Improving Towing Capability with Hellwig and Bilstein Part One

Improving Towing Capability with Hellwig and Bilstein Part One

by Mike Kojima

There has been a war brewing in the past few years, not in the Middle East, but in the half ton truck market. In the past, a half ton truck was just that, a lightweight truck, one up from a mini truck that was capable of towing an open trailer with a little bit of stuff in the bed. A towing capacity of 5000 to 7000 pounds was the norm and old half tons were barely adequate for the upper ranges of that weight limit.

Then Nissan introduced the Titan which had more power than anything else in the class and it was on.  Toyota responded with a powered up Tundra then the Domestics replied with hot trucks of their own.  Now you can get a Chevy Silverado with a 420 hp direct injection LS variant that can tow 12,000 lbs and the others are not far behind.  

Recently we've been using a 2014 Silverado for some serious towing.  We were using it for short range towing of a Pro Formula Drift car to local tracks for testing.  Our particular truck had a rated towing capacity of 9500 lbs.  Add a car, 30 spare tires with wheels, a bunch of parts and tools in a 30 foot enclosed trailer and we were right on or above the truck's rated tow capacity.

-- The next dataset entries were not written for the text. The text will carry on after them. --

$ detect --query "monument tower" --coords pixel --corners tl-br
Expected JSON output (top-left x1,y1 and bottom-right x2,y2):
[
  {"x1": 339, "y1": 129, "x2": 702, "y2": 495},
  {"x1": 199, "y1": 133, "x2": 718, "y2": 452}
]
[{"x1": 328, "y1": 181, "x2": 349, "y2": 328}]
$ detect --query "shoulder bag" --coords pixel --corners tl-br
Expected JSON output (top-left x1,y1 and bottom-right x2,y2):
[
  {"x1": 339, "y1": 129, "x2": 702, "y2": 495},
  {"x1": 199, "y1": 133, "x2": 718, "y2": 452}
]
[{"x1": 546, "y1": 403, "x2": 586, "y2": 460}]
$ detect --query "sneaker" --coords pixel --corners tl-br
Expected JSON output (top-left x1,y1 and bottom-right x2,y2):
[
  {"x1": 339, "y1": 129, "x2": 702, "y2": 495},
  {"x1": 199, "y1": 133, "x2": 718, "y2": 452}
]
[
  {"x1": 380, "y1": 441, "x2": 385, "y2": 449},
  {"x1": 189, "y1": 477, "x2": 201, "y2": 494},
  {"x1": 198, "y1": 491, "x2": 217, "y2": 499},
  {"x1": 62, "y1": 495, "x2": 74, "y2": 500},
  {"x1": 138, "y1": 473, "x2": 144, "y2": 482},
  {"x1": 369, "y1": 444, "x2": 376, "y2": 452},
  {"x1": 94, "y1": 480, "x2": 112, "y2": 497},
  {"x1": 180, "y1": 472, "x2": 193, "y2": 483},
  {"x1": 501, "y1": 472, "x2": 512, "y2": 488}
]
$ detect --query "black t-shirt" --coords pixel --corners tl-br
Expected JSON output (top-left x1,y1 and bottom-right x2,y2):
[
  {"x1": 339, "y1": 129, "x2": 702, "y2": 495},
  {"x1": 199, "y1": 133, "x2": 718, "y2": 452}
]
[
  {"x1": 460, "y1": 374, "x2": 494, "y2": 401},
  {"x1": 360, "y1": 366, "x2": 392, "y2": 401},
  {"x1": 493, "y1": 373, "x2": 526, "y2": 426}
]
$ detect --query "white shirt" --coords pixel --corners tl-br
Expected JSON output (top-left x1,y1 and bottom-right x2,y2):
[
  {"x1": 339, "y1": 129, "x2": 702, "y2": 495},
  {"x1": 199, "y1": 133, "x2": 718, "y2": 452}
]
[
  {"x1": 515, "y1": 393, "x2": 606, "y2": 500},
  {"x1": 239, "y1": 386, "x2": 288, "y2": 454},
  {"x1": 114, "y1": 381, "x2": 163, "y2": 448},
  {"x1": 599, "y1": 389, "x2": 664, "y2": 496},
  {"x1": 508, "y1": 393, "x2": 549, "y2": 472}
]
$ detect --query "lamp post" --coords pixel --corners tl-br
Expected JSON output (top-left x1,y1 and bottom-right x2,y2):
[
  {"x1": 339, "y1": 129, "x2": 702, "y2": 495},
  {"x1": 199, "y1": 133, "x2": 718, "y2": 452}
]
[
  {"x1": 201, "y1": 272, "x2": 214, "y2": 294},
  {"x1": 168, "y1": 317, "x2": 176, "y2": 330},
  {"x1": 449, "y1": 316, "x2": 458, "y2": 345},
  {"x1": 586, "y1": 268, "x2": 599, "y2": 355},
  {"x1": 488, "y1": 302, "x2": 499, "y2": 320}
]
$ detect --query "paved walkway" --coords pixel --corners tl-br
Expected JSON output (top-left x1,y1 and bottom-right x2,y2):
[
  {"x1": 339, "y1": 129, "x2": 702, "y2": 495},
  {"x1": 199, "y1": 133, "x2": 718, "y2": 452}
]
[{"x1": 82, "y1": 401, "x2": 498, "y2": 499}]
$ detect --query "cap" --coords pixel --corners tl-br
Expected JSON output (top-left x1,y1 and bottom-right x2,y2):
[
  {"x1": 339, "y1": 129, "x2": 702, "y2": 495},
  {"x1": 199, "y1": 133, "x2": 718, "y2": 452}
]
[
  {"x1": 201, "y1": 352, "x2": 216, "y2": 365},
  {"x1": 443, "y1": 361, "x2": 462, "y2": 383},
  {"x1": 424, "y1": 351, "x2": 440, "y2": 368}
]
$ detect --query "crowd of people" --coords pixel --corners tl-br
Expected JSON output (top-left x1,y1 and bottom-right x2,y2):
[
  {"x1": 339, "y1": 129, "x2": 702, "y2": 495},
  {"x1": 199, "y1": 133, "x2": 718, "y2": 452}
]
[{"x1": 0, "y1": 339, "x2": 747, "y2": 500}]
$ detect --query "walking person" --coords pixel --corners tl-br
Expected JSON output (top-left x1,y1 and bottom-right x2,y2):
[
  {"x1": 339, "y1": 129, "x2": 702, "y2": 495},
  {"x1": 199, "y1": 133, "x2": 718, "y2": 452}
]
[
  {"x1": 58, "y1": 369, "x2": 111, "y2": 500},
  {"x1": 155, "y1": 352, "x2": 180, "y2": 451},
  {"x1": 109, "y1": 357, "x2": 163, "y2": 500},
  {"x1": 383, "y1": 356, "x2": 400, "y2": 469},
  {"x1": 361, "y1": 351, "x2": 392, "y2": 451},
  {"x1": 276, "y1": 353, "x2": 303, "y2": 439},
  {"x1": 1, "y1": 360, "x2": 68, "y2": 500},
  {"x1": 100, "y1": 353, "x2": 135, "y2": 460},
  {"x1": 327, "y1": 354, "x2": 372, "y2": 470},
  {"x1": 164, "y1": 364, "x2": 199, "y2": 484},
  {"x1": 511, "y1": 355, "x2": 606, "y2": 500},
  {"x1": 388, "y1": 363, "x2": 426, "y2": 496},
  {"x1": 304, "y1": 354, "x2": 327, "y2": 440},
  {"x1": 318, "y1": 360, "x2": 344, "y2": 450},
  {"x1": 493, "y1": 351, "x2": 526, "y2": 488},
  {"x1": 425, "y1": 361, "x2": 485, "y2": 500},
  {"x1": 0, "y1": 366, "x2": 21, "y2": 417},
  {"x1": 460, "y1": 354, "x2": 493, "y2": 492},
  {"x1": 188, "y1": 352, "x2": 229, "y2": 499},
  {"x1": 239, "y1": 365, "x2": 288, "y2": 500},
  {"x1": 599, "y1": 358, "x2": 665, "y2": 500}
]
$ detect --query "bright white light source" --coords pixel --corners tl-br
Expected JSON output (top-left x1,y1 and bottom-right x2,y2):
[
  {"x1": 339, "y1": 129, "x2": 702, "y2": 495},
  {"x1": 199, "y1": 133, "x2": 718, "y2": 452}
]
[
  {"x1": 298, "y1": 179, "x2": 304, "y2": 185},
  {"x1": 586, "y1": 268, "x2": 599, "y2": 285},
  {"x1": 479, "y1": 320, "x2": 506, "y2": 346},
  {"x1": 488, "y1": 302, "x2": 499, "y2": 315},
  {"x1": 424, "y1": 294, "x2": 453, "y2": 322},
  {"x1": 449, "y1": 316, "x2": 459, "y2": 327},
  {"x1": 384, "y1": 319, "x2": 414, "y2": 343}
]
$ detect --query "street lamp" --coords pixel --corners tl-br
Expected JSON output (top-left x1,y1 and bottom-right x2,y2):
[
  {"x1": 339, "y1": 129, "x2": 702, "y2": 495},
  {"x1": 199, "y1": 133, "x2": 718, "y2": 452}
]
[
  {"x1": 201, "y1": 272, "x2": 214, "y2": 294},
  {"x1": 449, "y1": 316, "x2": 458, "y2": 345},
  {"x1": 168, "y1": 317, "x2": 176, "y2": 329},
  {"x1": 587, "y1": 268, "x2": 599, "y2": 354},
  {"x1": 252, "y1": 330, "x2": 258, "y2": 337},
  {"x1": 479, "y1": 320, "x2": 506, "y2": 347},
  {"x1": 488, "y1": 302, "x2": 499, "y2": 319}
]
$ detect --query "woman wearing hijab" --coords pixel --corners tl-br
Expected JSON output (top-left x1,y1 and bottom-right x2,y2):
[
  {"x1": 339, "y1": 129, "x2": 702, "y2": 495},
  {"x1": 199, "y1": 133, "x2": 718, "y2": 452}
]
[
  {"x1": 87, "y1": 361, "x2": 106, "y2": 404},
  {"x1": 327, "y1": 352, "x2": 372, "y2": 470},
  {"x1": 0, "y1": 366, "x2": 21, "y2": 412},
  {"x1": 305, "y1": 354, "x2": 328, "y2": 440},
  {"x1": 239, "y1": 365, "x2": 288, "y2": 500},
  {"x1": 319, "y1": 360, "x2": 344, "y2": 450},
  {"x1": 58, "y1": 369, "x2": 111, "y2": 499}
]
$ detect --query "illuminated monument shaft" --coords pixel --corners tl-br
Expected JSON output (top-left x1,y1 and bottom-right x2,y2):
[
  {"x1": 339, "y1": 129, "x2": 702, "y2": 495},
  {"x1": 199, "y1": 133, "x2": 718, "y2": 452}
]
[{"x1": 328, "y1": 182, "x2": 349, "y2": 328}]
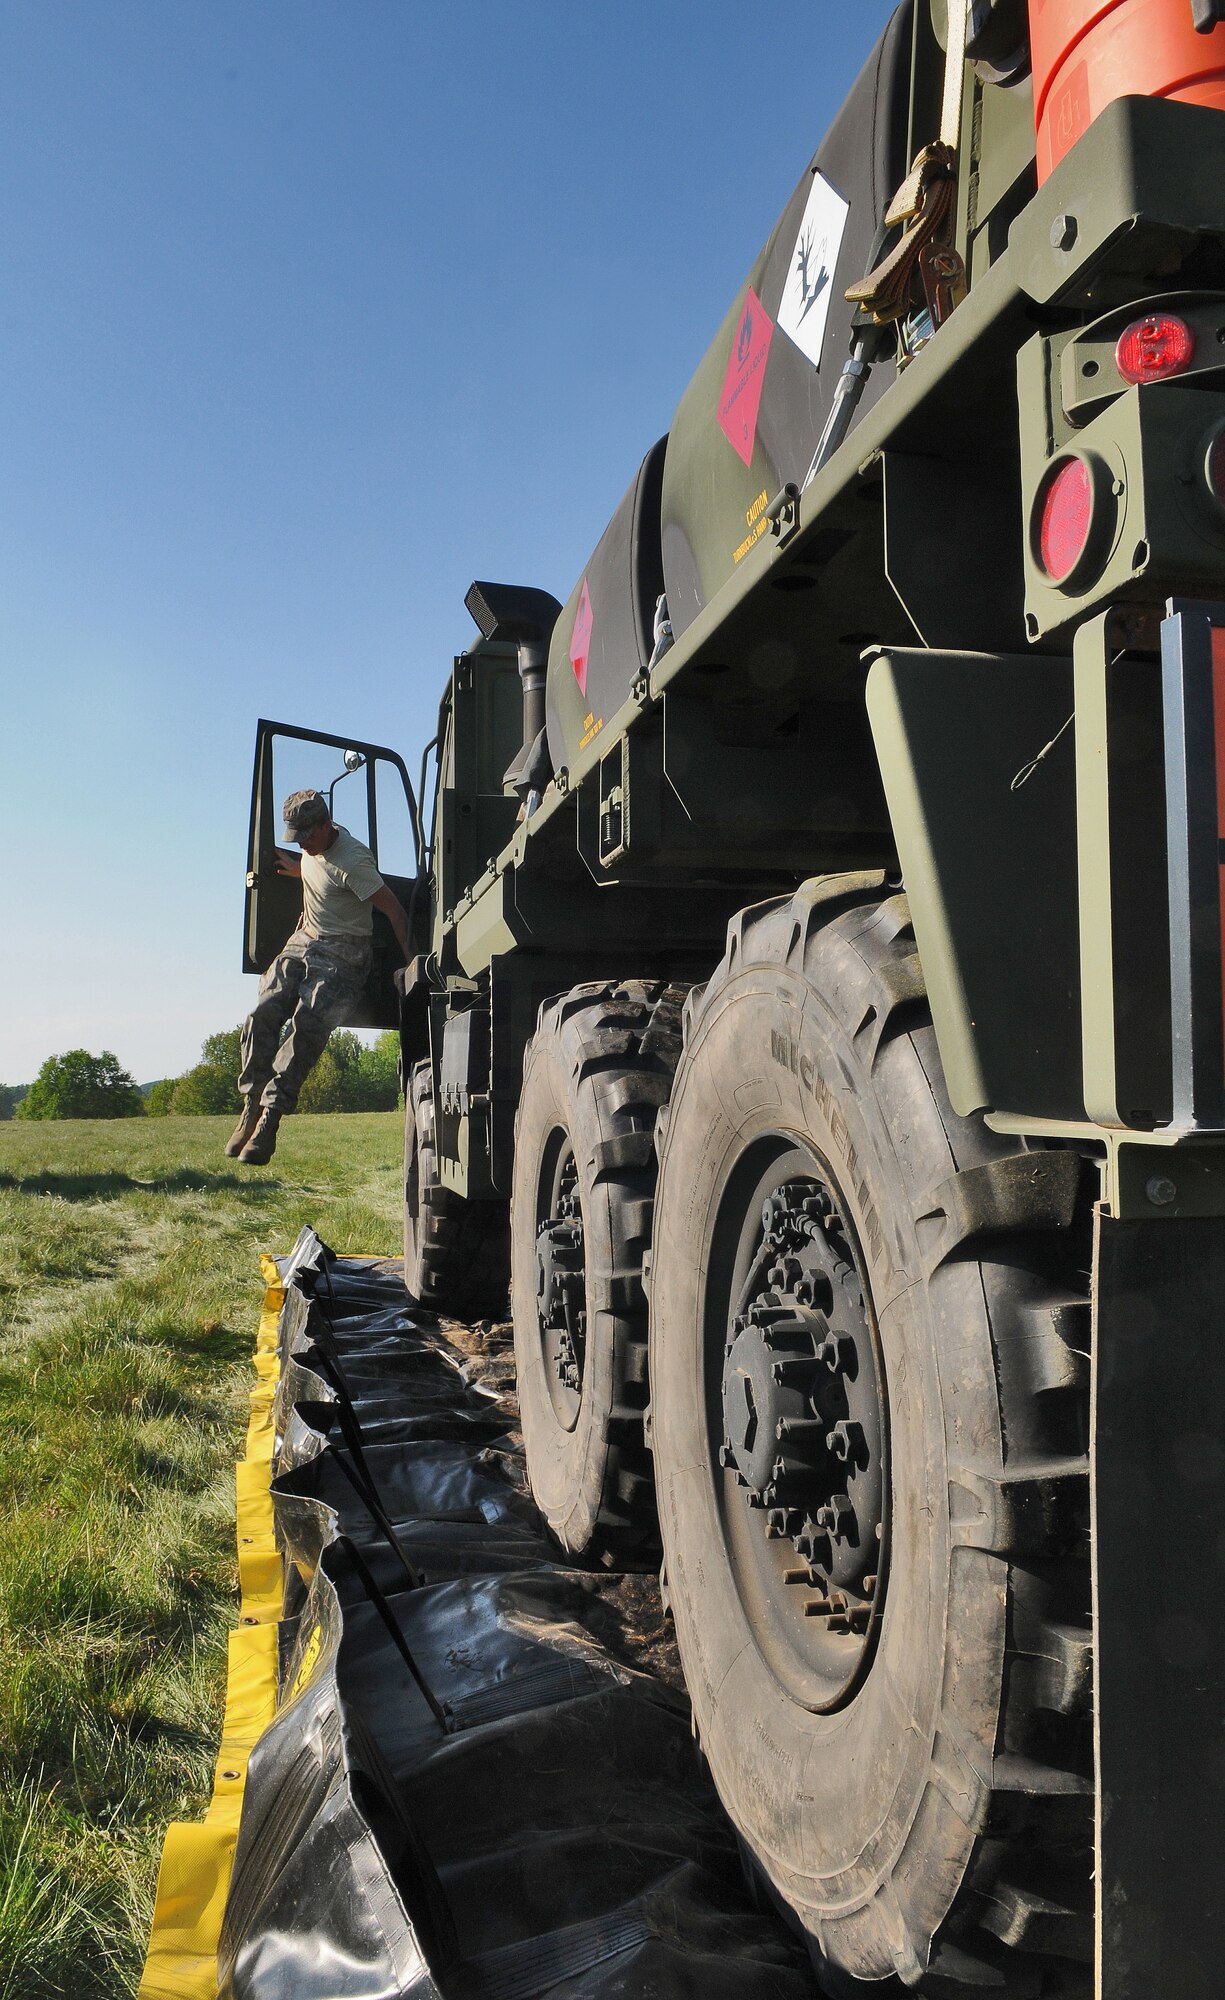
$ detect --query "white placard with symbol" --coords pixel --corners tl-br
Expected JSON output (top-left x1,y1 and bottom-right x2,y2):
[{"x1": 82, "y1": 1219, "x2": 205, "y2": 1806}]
[{"x1": 777, "y1": 170, "x2": 850, "y2": 369}]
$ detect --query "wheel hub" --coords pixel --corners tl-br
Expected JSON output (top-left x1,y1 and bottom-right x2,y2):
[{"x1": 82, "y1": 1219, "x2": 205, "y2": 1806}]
[
  {"x1": 721, "y1": 1307, "x2": 830, "y2": 1502},
  {"x1": 720, "y1": 1177, "x2": 887, "y2": 1663}
]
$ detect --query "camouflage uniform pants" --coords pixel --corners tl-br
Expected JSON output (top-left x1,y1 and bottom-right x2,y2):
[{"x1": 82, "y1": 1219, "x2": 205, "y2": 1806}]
[{"x1": 239, "y1": 930, "x2": 371, "y2": 1115}]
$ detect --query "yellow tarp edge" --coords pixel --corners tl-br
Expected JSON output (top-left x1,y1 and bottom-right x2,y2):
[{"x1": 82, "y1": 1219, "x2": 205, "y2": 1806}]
[{"x1": 137, "y1": 1261, "x2": 284, "y2": 2000}]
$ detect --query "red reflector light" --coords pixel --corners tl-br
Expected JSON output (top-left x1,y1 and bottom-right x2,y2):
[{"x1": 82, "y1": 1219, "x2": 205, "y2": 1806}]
[
  {"x1": 1115, "y1": 314, "x2": 1196, "y2": 384},
  {"x1": 1038, "y1": 456, "x2": 1093, "y2": 582}
]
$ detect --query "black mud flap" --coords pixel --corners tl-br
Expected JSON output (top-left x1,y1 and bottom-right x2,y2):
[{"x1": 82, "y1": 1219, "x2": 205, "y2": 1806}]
[{"x1": 217, "y1": 1230, "x2": 813, "y2": 2000}]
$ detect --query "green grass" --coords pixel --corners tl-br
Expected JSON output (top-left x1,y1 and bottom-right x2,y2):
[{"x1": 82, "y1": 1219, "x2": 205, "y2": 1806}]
[{"x1": 0, "y1": 1111, "x2": 405, "y2": 1999}]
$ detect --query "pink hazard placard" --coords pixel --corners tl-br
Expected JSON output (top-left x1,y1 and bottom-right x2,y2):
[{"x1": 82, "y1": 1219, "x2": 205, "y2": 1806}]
[
  {"x1": 717, "y1": 286, "x2": 774, "y2": 468},
  {"x1": 569, "y1": 578, "x2": 593, "y2": 696}
]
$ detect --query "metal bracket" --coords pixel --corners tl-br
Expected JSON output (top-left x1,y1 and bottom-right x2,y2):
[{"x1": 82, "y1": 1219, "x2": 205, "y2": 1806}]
[
  {"x1": 1162, "y1": 599, "x2": 1225, "y2": 1127},
  {"x1": 767, "y1": 482, "x2": 801, "y2": 549}
]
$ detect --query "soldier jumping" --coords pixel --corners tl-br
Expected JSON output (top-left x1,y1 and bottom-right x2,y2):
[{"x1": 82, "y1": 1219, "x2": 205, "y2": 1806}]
[{"x1": 227, "y1": 789, "x2": 409, "y2": 1164}]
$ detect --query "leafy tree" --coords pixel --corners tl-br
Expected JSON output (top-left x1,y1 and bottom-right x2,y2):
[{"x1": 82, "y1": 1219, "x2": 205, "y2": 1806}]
[
  {"x1": 331, "y1": 1029, "x2": 366, "y2": 1073},
  {"x1": 200, "y1": 1028, "x2": 242, "y2": 1078},
  {"x1": 171, "y1": 1063, "x2": 241, "y2": 1116},
  {"x1": 0, "y1": 1084, "x2": 27, "y2": 1121},
  {"x1": 297, "y1": 1046, "x2": 347, "y2": 1113},
  {"x1": 347, "y1": 1030, "x2": 401, "y2": 1111},
  {"x1": 297, "y1": 1032, "x2": 365, "y2": 1113},
  {"x1": 17, "y1": 1050, "x2": 145, "y2": 1121},
  {"x1": 146, "y1": 1019, "x2": 401, "y2": 1118},
  {"x1": 143, "y1": 1025, "x2": 245, "y2": 1116},
  {"x1": 296, "y1": 1029, "x2": 401, "y2": 1113}
]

Although we were using a stabilizer bar tow hitch and the trailer had excellent brakes, towing right on the truck's maximum capability would often get a little hairy.  Undulations in the road would bottom out the truck's rear suspension. That combined with a nose high attitude and the messed up front alignment caused  as a result would sometimes see the the truck doing tank slappers down the road. That would definitely get your attention!  A white knuckle death grip on the steering wheel and a high level of concentration was needed to keep things safe and in the same lane.

This was not fun and with an ambitious testing schedule prior to the start of the FD season, something had to be done about it.  The rear suspension had to be greatly improved to handle the weight.  We got help with some parts from the folks at Hellwig because their parts had made a huge difference with our Project Tundra.  We also got some shocks from Bilstein to help control what was going on back there.  Since many of us tow race cars frequently, often with overloaded trucks and SUV's, check out what we did to tame this tow beast!  It probably applies for a lot of you as well.

 

To help our truck cope with a lot of tongue weight, we used these Hellwig Big Wig air springs. The air springs have a capacity for as much as 5200 additional lbs over the stock leaf springs. They have double pleats to give more bag stability over a wider range of travel with the ability to offer more travel than unpleated bags. The pleats also help reduce the chances of internal chaffing and damage compared to air springs that are just a single bag. 
The Big Wig system comes with all the bracketing and hardware needed for a easy bolt in installation. 
To make things more convenient and easier to use on the fly with changing weights, we got Hellwig's compressor kit with the optional heavy duty compressor.  Having an internal compressor makes adjustments to the truck's suspension super easy, even on the fly. It's well worth the added expense vs. just having a schrader valve and using a gas station compressor out on the road. 
The Hellwig heavy duty pump has a 33% duty cycle and can be used a lot or even left on all the time on trips for frequent adjustments.  The main reason why we like it is because it can adjust the air bags quickly in just a few seconds.  Having a regular pump and then trying the HD pump, we feel that it is well worth the extra expense.